The idea, Yuan said, is that users take care of their pets by taking care of themselves. Goals range from washing your face and brushing your teeth to yoga sessions and niceties like buying coffee for a stranger.

According to Budi, users who tend to thrive using Finch have remarked how it has helped them create a routine of wellness checks. When you start up the app, users are asked to reflect on how they feel and then it’s onto your pet’s home.

As users check off goals, reflect and take time for well-being exercises, the Finch virtual pet will gain the strength they need to adventure out of the house for the day. The more interactive the user, the more the virtual pet will grow. In addition to their height and weight, users can see their pet’s lifelong affection and energy scores. As the caretaking process progresses, Finch prompts users with new questions and reveals a personality of its own, disclosing things like its favorite foods and items within its world.
Budi said the company has read dozens of positive testimonials from users of Finch, telling them how it helped manage anxiety, depression and a host of other ailments.

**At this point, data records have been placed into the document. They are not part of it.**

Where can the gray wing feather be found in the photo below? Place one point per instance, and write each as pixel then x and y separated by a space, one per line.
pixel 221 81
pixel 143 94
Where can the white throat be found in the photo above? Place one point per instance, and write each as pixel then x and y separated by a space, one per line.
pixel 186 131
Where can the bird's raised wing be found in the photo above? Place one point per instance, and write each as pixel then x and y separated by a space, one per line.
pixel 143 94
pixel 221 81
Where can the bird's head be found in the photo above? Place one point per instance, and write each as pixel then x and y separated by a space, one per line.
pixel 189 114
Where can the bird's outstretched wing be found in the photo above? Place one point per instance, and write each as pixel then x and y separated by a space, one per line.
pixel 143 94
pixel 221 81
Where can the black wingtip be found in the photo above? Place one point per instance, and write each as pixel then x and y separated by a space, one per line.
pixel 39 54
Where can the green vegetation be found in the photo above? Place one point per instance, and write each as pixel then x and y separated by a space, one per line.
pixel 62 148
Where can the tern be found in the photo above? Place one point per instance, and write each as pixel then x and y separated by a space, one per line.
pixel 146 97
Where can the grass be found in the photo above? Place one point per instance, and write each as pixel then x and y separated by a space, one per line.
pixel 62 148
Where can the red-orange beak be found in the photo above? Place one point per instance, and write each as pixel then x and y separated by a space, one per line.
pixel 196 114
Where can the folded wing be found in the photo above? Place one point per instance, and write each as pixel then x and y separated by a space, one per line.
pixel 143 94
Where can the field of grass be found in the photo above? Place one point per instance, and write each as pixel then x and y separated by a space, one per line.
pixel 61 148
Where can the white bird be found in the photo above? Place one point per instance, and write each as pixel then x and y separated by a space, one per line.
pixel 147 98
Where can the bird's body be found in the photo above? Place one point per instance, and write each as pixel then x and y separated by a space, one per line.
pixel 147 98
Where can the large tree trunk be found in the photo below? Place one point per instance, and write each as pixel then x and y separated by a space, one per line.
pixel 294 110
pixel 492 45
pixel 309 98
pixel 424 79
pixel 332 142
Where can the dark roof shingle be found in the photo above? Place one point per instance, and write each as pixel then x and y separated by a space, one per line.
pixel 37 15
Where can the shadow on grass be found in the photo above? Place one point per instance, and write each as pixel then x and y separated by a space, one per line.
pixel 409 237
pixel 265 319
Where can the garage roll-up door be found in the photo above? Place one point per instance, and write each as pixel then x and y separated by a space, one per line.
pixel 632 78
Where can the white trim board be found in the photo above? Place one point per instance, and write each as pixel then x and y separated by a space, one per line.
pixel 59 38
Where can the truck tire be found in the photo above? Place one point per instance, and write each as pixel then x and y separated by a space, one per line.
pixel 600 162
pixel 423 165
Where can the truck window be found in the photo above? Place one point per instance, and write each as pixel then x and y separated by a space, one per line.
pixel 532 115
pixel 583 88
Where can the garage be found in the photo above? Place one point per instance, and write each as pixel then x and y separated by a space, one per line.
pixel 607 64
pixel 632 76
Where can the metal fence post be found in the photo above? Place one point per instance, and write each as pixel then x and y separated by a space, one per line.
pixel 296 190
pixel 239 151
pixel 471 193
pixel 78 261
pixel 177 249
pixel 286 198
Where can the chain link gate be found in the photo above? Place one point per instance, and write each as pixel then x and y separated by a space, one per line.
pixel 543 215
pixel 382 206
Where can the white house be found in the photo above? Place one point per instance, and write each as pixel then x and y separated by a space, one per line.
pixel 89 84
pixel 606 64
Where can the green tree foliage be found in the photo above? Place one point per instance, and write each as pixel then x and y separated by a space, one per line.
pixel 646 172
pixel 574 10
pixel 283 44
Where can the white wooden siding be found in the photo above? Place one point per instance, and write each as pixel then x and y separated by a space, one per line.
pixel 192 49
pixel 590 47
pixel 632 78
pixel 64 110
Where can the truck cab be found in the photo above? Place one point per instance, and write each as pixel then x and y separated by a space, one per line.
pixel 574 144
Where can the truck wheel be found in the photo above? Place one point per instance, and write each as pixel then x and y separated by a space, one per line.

“Finch helps me to get out of bed and actually accomplish the things my depression doesn’t allow,” one user wrote. “I have a bird named towelie so getting little reminders from my Finch named towelie makes me feel like he’s encouraging me.”

Another user, who has struggled to find the right medications and therapists for years wrote that at first they were skeptical that an app could help, but in the end, they were ‘pleasantly surprised.’

“It’s helped keep me accountable and to be able to see my moods over the days has been really beneficial,” they wrote. “Rather than me seeing one bad moment as a negative day, I’m able to see that one negative moment in a sea of positives can still be a positive day.”

Once your Finch pet reaches adulthood, users get access to the Travel Agency, allowing them to venture beyond the forest. According to Finch, the platform currently has around 80,000 users and offers a Discord support group with updates and announcements. While the app is free to download, a Plus subscription will run you around $40 per year.

“To take care of yourself, you don’t actually need a lot—you just need consistency and motivation,” Budi said. “It’s not like people don’t know what to do for their well-being; life just gets in the way, and it’s very hard to motivate yourself to actually do things that are good for you. Motivation is as important as what you do, and that underlies everything we do at Finch.”